In Afghanistan, as in other countries with legal systems based on Shariah law, interpreted by many Muslims to require that any Muslim who rejects Islam be sentenced to death, that’s what happens. Shariah law is the rule in Iran, Saudi Arabia, Sudan, Libya, Malaysia, parts of Nigeria and numerous other Islamic nations, particularly in the Middle East.
This case made world headlines and, with international pressure mounting, Rahman was freed Monday from the high-security prison where he had been held in solitary confinement and whisked away to a secret location. He’s asked for asylum because his life isn’t worth a plugged nickle in Afghanistan.
Prosecutors issued a letter stating he was “mentally unfit to stand trial” as the reason why they let him go.
Clerics, even some previously friendly to the United States, have threatened to incite their countrymen to kill Rahman if he were freed, saying he is guilty of apostasy and must die.
So why should we care about this in little ol’ Sweet Home, Oregon?
Without getting too deep into political and theological philosophy, let me just say that this incident, which is similar to others that have not been so well publicized but ended in darker consequences, makes me appreciate the freedom we have in the United States.
I happen to be a Christian, but legally in the United States, if I were a Muslim or a Hindu, or whatever, I would be free to worship as I pleased as long as I wasn’t committing some kind of crime (human sacrifice, for instance) in doing my thing.
There is a sense, among many Christians and others, that Christianity is in decline in the United States, and we hear a lot of folks bemoaning what they see as the disappearance of the “Judeo-Christian tradition.”
Certainly, in much of Oregon, there seems to be less sympathy for Christianity than I remember years ago when I was a kid, though Oregonians as a whole have never been very churched to begin with.
This Rahman case, though, made me recall an experience I had last year.
Last summer, I took my dog for a jog part way around Foster Lake for a little exercise. We were trotting across the dam when I noticed a group of people down by the edge of the water and a few in it. I recognized from afar that it was probably a baptismal service, which, sure enough, it was.
As I came up to the corner of the dam and North River Drive, a car turned onto the dam toward me and a woman leaned out and started screaming invectives in the direction of the service. From where I was, it was a little incoherent, but I thought I caught numerous variations of the “F” word — with some “H” and “D” words mixed in.
I got close right about the time she leaned back into her car and screeched away. I heard someone in the group below yell back “Jesus loves you and we do too,” or something along those lines.

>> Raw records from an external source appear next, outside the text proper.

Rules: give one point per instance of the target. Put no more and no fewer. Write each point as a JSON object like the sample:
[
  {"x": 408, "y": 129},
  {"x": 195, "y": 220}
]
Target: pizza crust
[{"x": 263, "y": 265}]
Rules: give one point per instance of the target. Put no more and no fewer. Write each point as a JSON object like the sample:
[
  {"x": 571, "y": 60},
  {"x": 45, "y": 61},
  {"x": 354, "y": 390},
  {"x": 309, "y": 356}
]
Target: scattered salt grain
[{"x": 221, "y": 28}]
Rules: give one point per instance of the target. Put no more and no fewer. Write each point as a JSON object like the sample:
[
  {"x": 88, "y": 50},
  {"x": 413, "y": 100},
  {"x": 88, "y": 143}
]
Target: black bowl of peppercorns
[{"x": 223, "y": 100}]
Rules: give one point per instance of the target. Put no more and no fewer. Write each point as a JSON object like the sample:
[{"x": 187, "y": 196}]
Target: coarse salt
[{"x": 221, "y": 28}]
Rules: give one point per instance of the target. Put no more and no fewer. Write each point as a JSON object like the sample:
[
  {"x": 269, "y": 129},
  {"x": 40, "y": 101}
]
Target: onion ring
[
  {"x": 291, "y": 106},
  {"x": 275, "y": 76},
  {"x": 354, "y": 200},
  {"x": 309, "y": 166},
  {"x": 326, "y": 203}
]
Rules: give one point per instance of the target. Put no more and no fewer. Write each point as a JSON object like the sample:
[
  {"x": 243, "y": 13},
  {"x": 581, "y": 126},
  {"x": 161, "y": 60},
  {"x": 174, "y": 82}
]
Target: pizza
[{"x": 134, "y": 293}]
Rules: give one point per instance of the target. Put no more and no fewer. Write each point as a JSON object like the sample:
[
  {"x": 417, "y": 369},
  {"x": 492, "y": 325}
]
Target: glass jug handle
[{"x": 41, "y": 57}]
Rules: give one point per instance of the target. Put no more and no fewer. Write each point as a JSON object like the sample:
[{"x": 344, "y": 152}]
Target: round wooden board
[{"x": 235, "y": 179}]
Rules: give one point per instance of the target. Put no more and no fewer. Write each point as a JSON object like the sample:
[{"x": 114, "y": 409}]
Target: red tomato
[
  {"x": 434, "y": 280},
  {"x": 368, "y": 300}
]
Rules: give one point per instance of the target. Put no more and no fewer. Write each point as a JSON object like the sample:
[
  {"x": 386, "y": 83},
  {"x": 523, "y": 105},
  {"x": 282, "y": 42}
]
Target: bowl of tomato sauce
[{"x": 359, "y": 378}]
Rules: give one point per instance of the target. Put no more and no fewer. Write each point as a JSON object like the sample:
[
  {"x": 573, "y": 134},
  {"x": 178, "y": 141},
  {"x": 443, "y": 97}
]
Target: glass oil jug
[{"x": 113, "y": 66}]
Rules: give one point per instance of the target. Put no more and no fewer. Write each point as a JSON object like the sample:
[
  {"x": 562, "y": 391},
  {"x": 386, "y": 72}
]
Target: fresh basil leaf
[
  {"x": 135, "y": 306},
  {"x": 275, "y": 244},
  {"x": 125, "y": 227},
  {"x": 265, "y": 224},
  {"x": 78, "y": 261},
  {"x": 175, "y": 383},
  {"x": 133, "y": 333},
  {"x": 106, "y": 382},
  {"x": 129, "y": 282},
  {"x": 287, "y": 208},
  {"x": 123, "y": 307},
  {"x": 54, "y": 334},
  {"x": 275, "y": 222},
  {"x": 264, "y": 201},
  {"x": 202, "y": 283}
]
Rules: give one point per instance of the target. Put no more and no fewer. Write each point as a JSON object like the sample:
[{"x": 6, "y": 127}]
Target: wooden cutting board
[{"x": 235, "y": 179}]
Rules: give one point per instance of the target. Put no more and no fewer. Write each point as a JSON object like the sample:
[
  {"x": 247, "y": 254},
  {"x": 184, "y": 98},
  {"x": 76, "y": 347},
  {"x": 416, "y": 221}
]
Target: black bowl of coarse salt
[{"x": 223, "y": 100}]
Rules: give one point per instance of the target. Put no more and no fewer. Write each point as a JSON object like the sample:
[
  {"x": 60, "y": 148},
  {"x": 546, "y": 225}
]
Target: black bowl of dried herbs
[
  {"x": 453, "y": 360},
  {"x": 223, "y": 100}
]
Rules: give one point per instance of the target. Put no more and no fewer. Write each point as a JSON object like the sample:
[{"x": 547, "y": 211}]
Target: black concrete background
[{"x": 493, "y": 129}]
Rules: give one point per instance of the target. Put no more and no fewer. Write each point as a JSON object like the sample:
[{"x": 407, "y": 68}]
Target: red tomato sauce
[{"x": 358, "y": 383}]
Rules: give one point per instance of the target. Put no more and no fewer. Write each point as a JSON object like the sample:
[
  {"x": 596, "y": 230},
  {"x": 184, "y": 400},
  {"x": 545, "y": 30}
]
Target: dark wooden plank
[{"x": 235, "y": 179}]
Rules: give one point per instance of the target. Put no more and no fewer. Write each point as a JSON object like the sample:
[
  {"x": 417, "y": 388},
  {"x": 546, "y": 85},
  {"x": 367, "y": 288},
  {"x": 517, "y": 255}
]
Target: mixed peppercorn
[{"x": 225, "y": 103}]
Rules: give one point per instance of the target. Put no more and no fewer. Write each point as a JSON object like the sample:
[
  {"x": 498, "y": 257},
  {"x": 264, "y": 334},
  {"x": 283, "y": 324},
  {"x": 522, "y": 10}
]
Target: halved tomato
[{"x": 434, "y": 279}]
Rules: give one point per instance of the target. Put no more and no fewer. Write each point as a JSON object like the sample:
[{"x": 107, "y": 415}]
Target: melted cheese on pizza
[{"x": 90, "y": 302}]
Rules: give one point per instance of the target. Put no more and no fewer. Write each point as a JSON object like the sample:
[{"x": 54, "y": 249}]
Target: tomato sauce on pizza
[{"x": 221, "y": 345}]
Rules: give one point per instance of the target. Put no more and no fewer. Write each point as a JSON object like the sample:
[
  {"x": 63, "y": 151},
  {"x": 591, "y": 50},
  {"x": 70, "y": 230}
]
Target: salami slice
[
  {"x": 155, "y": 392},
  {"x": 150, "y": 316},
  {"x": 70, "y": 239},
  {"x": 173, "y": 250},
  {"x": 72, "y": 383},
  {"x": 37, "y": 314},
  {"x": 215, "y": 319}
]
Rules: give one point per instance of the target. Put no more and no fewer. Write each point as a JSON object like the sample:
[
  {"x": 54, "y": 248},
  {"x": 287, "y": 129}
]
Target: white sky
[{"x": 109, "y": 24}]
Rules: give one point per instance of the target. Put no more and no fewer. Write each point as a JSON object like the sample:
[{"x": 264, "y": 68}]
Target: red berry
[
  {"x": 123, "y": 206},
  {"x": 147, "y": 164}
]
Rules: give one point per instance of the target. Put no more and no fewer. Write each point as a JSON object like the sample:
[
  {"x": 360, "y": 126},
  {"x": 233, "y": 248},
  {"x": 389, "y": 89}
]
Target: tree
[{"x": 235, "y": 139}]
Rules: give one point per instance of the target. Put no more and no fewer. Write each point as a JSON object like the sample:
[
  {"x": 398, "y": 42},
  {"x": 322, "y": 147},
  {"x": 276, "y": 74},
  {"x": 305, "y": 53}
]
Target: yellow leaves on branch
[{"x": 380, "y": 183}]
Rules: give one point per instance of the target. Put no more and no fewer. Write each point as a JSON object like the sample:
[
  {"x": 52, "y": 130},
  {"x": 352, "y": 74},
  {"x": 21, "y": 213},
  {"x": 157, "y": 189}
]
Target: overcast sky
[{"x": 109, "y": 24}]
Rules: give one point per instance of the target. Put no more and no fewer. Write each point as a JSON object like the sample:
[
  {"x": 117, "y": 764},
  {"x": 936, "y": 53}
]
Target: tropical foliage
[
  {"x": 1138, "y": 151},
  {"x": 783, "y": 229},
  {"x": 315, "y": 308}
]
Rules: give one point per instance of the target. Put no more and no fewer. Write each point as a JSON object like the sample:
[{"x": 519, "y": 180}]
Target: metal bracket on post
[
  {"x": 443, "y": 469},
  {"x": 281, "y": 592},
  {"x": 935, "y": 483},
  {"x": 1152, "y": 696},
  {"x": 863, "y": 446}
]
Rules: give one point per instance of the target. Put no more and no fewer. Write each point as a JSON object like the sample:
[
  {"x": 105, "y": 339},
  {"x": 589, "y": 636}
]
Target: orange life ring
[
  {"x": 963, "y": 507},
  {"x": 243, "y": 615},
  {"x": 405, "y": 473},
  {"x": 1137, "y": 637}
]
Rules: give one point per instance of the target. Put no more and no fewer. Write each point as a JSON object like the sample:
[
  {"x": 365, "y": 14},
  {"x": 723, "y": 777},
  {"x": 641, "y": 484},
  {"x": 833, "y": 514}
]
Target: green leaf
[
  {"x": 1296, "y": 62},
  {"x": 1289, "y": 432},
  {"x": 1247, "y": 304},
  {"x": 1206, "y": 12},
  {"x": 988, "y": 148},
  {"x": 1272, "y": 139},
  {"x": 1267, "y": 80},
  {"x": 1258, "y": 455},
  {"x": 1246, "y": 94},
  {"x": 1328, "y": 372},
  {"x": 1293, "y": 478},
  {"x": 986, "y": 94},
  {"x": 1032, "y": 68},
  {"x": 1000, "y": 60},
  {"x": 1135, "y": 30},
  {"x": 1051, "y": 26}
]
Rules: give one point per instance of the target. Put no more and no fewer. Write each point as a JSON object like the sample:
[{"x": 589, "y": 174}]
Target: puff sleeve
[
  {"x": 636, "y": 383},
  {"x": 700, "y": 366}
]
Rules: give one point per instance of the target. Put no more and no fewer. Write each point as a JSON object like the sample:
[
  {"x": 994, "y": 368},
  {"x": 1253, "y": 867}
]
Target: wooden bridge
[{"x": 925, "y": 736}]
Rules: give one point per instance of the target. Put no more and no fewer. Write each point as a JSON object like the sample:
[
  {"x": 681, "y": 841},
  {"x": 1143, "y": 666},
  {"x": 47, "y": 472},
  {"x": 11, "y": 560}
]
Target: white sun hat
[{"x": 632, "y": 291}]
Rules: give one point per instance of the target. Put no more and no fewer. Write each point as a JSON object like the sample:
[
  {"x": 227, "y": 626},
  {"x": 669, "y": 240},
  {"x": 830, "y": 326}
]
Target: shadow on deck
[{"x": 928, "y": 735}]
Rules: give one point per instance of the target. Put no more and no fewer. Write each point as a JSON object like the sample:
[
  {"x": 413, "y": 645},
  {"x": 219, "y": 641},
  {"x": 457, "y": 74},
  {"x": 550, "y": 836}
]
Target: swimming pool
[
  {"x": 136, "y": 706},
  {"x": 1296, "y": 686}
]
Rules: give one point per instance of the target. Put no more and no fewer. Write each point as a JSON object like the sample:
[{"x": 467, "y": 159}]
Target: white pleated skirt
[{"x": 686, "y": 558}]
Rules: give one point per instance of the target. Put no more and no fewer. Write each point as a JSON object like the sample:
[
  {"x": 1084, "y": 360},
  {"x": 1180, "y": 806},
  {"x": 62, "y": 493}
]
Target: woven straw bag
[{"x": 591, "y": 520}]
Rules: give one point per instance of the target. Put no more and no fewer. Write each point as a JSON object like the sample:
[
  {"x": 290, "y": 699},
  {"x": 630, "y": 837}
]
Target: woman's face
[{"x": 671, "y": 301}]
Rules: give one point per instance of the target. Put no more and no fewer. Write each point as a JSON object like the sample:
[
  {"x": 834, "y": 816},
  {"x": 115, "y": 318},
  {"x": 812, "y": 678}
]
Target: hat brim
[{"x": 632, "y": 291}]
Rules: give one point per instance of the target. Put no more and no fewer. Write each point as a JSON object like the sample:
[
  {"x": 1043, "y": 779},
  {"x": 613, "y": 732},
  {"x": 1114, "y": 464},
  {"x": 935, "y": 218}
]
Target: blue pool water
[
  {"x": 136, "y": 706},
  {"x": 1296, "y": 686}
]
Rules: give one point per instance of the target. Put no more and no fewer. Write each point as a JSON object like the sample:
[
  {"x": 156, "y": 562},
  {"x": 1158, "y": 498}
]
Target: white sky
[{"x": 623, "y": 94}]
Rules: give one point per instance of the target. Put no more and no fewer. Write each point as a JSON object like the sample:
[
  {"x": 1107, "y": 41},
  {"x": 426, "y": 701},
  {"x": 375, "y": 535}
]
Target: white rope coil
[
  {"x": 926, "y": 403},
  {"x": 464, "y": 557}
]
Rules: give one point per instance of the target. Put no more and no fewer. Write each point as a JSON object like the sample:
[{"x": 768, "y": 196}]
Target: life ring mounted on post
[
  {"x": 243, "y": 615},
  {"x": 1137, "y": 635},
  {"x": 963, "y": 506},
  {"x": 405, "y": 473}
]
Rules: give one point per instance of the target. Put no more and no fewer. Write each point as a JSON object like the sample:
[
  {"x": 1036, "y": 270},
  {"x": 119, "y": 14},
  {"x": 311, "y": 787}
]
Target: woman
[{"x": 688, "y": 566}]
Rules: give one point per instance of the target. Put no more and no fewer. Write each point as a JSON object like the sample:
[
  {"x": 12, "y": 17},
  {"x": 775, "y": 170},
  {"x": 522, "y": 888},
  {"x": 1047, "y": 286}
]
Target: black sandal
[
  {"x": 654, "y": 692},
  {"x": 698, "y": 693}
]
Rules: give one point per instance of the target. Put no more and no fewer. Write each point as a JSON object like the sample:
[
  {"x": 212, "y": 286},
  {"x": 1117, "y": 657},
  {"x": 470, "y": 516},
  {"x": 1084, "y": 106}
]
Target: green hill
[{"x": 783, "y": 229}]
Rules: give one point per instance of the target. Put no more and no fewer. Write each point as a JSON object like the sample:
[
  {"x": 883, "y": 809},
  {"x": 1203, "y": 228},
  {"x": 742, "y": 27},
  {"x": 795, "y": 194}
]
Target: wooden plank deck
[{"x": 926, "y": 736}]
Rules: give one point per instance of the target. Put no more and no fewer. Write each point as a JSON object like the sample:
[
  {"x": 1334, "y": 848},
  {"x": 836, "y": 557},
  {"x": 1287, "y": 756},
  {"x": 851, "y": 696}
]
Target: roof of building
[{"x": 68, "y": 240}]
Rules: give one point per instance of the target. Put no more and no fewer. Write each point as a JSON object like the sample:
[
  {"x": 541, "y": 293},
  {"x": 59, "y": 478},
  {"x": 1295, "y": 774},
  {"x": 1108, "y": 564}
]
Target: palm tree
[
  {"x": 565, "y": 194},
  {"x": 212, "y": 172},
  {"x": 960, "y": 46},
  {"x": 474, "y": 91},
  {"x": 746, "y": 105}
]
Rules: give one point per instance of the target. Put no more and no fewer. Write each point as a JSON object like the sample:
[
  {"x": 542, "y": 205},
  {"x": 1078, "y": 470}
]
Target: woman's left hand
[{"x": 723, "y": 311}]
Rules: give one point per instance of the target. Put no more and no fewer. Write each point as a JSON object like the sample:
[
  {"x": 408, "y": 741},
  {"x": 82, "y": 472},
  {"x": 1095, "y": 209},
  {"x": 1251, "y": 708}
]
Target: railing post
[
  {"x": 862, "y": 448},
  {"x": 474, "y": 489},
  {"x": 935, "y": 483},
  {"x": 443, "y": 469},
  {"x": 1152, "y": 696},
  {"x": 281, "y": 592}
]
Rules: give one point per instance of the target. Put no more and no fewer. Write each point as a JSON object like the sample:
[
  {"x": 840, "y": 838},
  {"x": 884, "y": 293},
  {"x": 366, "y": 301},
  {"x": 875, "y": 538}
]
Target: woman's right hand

The point of this is, though, that we enjoy a society where that woman is just as free to scream anything she wants, obnoxious as it may be, as those people were to conduct their service at a public lake, obnoxious as it may be to some.
Where did that freedom come from? It came from the notion that religion isn’t imposed by government. It should be a personal choice. That philosphy has been a key foundation-block of our nation for more than 200 years.
Freedom has its costs. It’s uncomfortable sometimes, especially when you’re around people who don’t share your beliefs or who hate you because of what you believe. There is a basic tendency in human nature to want to control others, which is the very reason why we have the principles of freedom built into our federal and state constitutions.
There are plenty of people these days who don’t like Judeo-Christian thought, who don’t like the 10 Commandments, who don’t like the idea of a God who demands obedience to those laws and yet has allowed people to make their own choice as to whether they would keep them. But those principles are really where much of our notion of freedom has come from.
And it’s troubling to recognize how a large portion of the world violently rejects that idea. It might make you stop and think what life would be like without it.